El silencio que dejó Aion era más denso que la niebla. Valen permaneció inmóvil, los dedos enterrados en el pelaje de Eco. El lobo olfateaba el aire, inquieto, los ojos dorados fijos en el montón de ceniza que había sido un roble centenario. El poder aún resonaba en las yemas de los dedos de Valen, un eco frío y seductor. La Sed de Vitalis, el primer don, palpitaba en sus venas como un segundo corazón. Ya no era un hambre ciega; era un instinto afilado, una brújula interna que señalaba cada chispa de vida en el bosque corrupto.
Allí.
A diez pasos, bajo una piedra musgosa, latía un escarabajo de caparazón iridiscente. Su energía era mínima, un pálpito débil como el aleteo de una polilla. Valen extendió la mano izquierda, las fisuras dorado-violáceas brillando con avidez. Antes, el drenaje había sido un acto de pánico. Ahora fue intencional. Un susurro mental, un mandato silencioso: "Dame".

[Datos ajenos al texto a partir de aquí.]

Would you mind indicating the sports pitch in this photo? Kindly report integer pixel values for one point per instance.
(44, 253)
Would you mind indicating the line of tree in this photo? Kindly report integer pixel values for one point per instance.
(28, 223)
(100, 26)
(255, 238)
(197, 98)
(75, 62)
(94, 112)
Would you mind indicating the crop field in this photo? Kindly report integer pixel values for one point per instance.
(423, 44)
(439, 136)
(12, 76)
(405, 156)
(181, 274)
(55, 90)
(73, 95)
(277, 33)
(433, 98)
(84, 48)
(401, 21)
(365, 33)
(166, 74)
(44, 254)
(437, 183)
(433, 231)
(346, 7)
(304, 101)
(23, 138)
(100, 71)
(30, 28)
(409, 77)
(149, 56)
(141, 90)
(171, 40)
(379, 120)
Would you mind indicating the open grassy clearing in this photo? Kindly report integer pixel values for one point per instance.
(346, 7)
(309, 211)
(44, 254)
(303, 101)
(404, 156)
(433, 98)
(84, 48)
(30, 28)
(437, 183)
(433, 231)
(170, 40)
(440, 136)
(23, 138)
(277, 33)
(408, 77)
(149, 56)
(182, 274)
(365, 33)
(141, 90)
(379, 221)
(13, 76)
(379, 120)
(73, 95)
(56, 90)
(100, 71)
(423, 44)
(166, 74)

El insecto se convulsionó. Su brillo se apagó al instante, el caparazón se oscureció, agrietándose como cerámica vieja. Un hilillo de energía, fino como un cabello, subió por el brazo de Valen. No fue repulsivo como la esencia de la Sombra o la corrupción de las plantas. Era limpio, agudo, un sorbo de agua helada en un desierto. Las fisuras pulsaron, satisfechas por un segundo. Luego, la Sed rugió de nuevo, insaciable.
Más.
Se movió como un sonámbulo, Eco cojeando a su lado. El bosque se había transformado. Ya no era un laberinto de amenazas, sino un banquete. Sentía el latir de los líquenes en los troncos, la obstinada resistencia de los cardos entre las grietas, el flujo lento de savia envenenada en las enredaderas carnívoras. Cada vida era un faro en su mente, clasificada por intensidad, por "sabor". Pero era el calor de las bestias lo que atraía su Sed con más fuerza.
Allí.
En un claro inundado de la luz grisácea del amanecer, un ciervo joven bebía de un charco de agua negra. Su pelaje, manchado de barro, temblaba con cada sorbo. Valen lo sintió antes de verlo: un núcleo de energía cálida, palpitante, pura comparada con la podredumbre del bosque. Era diez veces más intenso que el escarabajo, cien veces más que un cardo. La Sed en su pecho se estremeció, babeando. Eco emitió un gruñido bajo, olfateando el aire, pero Valen ya avanzaba, silencioso como la niebla.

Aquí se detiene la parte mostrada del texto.